Not too promising…. But wait, here’s the hotel:

They are right next to each other, a curious juxtaposition:

I went inside, paid £3.50 for a cup of tea, and sat in the library, which I was willing to like until I noticed…

All those books? They’re fake.

Fake books are something that hurt me on several levels. I want to pick one off the shelf, but I can’t. I am annoyed that the work of writers is being taken advantage of by an establishment that wants an aura of literariness without actually choosing (and paying for) works by actual writers for their shelves. And there’s a third thing, an aesthetic sense, a sense of cheapness, of stupidity, of almost cargo-cultishness. Like, ‘if we put these things that look like books here, we will become more intellectual.” So I was suddenly extremely dissatisfied with my experience.

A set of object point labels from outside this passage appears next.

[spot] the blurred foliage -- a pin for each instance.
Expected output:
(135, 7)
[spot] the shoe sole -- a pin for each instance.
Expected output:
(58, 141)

But honestly, who was my dissatisfaction hurting other than me? I moved room. I went to sit in a dining room with a view of their attractive garden. I spent two very pleasant hours writing and reading at a table in a silent room for only the price of a cup of tea. The fact that there were fake books next door didn’t stop me enjoying a real one.

My conclusion is that sometimes we can hold on too tightly to our aesthetic sensibilities. That sometimes it’s a good idea just to choose to be satisfied with where you are and what’s in front of you. Sometimes it’s all about how you frame it.